The report, UK Alternatives Investment Index: H1 2019, provides an overview of currently achievable yields on prime and secondary investments across various subsectors. The report finds that the average yield on prime investments across UK alternatives as a whole ranged between 3.5% and 7.5%. Comparatively, the three medical subsectors Christie & Co examined generally showed more compressed yields, indicating that they can offer a more secure investment class.
Dental surgeries
Within the report, Christie & Co finds that dental practices demonstrate yields of 5% to 6% for prime and 6% to 9% for secondary investments. While the investment market is currently dictated by the covenant strength of individual sites, generally providing limited opportunities, it is beginning the migrate away from single operators towards corporate groups and this will introduce higher quality sites and improve yields.
Pharmacies
Pharmacies show average yields of 5.5% to 7.5% and 8% to 10% for prime and secondary investments respectively, in Christie & Co’s report.

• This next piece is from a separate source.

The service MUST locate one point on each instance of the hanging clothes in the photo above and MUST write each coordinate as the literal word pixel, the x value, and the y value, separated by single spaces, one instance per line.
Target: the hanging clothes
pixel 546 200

The pharmacy market is relatively fragmented, both in terms of operator and property ownership, with 50% controlled by independent operators and the rest split between supermarket or large corporates, while premises are owned by a mix of public and private proprietors. This immature stage of the market means that while smaller investment opportunities currently exist, as the sector matures better opportunities will develop.
GP surgeries
GP surgeries show yields of 4.5% to 5.5% and 5.5% to 7% for prime and secondary investments, which are among the most compressed of the medical subsectors examined, highlighting the attractiveness of the space. Increased security seen by the NHS-backed rental scheme and the rise in tenants future-proofing their surgeries has these investments a relative safe haven, and as an ever-relied upon resource by the population, will only ever continue to be in demand.
Simon Hughes, Managing Director – Medical at Christie & Co comments, “The Pharmacy and Dentistry sectors are highly fragmented and relatively immature investment markets, made attractive by the relatively low risk of the trading businesses. The GP sector is far more mature as it is effectively underpinned directly by the NHS and attracts a completely different class of investor.”